This document provides details about the translator service used in Anuvaad. Translator is a wrapper over the NMT and is used to send sentence by sentence to NMT for translation of the document.
Translator receives input from the tokeniser module, the input is a JSON file that contains tokenised sentences. These tokenised sentences are extracted from the JSON file and then sent to NMT over kafka for translation. NMT expects a batch of ‘n’ sentences in one request, Translator created ‘m’ no of batches of ‘n’ sentences each and pushes to the NMT input topic. In parallel it also listens to the NMT’s output topic to recieve the translation of the batches sent.

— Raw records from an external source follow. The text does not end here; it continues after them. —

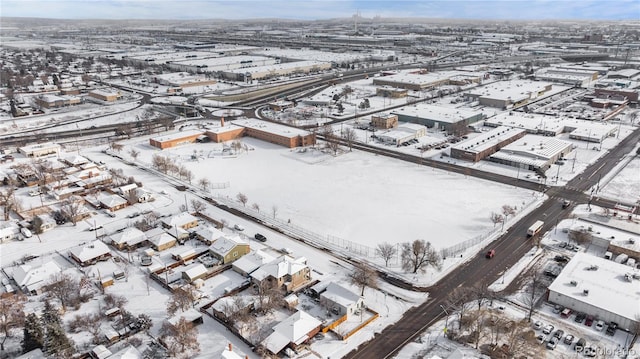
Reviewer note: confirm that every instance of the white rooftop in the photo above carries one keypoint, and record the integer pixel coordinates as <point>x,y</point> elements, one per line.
<point>281,130</point>
<point>607,287</point>
<point>436,113</point>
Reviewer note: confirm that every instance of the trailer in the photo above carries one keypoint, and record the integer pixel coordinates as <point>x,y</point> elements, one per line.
<point>535,228</point>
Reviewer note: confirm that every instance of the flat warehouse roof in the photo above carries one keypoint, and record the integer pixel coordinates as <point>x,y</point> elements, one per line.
<point>608,289</point>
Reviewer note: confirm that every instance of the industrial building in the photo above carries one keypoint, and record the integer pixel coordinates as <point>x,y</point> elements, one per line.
<point>442,118</point>
<point>175,139</point>
<point>486,144</point>
<point>248,74</point>
<point>508,94</point>
<point>607,290</point>
<point>532,154</point>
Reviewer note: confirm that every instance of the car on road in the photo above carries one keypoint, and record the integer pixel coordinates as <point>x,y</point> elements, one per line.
<point>548,329</point>
<point>569,339</point>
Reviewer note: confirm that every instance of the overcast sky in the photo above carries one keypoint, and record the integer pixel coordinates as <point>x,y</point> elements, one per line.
<point>322,9</point>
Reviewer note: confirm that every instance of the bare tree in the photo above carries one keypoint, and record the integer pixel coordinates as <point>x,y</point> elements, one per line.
<point>11,316</point>
<point>181,299</point>
<point>349,135</point>
<point>72,208</point>
<point>181,339</point>
<point>363,276</point>
<point>198,206</point>
<point>535,289</point>
<point>204,183</point>
<point>7,201</point>
<point>496,218</point>
<point>242,198</point>
<point>386,251</point>
<point>419,255</point>
<point>62,287</point>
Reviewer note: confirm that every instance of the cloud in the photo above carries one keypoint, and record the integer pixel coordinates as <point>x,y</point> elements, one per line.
<point>322,9</point>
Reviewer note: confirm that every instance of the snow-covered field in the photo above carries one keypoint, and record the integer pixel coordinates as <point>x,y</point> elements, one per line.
<point>356,196</point>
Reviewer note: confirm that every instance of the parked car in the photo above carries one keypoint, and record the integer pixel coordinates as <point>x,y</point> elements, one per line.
<point>588,321</point>
<point>569,339</point>
<point>558,334</point>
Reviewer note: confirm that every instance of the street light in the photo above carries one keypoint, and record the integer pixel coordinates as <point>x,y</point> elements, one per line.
<point>446,322</point>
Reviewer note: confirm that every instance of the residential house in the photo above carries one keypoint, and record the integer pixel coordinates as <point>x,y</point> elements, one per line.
<point>284,272</point>
<point>292,332</point>
<point>194,272</point>
<point>252,261</point>
<point>112,202</point>
<point>340,300</point>
<point>228,249</point>
<point>30,279</point>
<point>90,253</point>
<point>184,220</point>
<point>128,238</point>
<point>8,231</point>
<point>209,234</point>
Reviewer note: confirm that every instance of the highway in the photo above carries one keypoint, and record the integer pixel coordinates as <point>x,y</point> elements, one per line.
<point>510,248</point>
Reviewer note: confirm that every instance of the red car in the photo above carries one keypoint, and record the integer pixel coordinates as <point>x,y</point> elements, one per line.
<point>588,321</point>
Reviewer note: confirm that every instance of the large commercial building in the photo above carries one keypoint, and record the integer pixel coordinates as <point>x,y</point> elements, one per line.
<point>175,139</point>
<point>534,155</point>
<point>443,118</point>
<point>599,287</point>
<point>486,144</point>
<point>508,94</point>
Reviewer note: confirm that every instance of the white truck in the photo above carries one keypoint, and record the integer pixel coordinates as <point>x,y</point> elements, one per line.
<point>535,229</point>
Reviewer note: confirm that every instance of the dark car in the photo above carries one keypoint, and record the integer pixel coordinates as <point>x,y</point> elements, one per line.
<point>588,321</point>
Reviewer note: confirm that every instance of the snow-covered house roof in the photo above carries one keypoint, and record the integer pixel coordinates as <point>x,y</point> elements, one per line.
<point>282,266</point>
<point>129,352</point>
<point>195,271</point>
<point>223,246</point>
<point>111,200</point>
<point>89,252</point>
<point>130,236</point>
<point>33,278</point>
<point>252,261</point>
<point>210,234</point>
<point>294,329</point>
<point>340,295</point>
<point>179,220</point>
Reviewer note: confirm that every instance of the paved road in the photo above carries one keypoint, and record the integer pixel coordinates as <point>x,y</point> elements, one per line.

Once, all the ‘m’ no of batches are received back from the NMT, the translation of the document is marked complete.
Next, Translator appends these translations back to the JSON file received from Tokeniser, The whole of this JSON which is now enriched with translations against every sentence is pushed to Content Handler via API, Content Handler then stores these translations.
TMX is the system translation memory, A user can decide to override Anuvaad’s translation of a text/sentence by inserting ‘preferred translations’ into the system. TMX is backed by a redis store which hashes and stores user-specific translations for a text. This can be called as user’s personal cache of translations.
TMX provides three levels of cache-ing: Global, Org, User.
This is a global bucket of preferred translations where an ADMIN or a Global Level User can feed translations which will applied across users and orgs.
This a Org level bucket where Anuvaad translations are overridden by preferred translations to only those users who belong to a particular organisation. Any ADMIN or a Org Level user can feed these translations in to be overridden across users of his/her org.
This a User level bucket where a User can feed in his/her preferred translations and the system will override Anuvaad translations only for this particular User.
TMX can be uploaded sentence by sentence or in bulk, both APIs are supported.
UTM is User Translation Memory, This is slightly different from TMX, here there are no levels, This is totally and plainly a translation cache. Here, the system remembers the user's translation and applies it automatically when it encounters the same sentence for the same user.
Let’s say, We have a sentence ‘S1’ in a document ‘D1’, Anuvaad’s translation of this sentence is ‘T1’. Let’s say that the user on encountering this, changes the translation ‘T1’ of sentence ‘S1’ to ‘T2’. Now, Anuvaad remembers this such that, in any document, say ‘D2’ in this case, whenever there’s ‘S1’ and NMT translates it to ‘T1’, Anuvaad automatically overrides the translation to ‘T2’. However, let’s say NMT got better with time and now translates ‘S1’ to ‘T3’, in this case, Anuvaad dosen’t override it because the user context was ‘S1’ —> ‘T1’ and not ‘S1’ —> ‘T3’.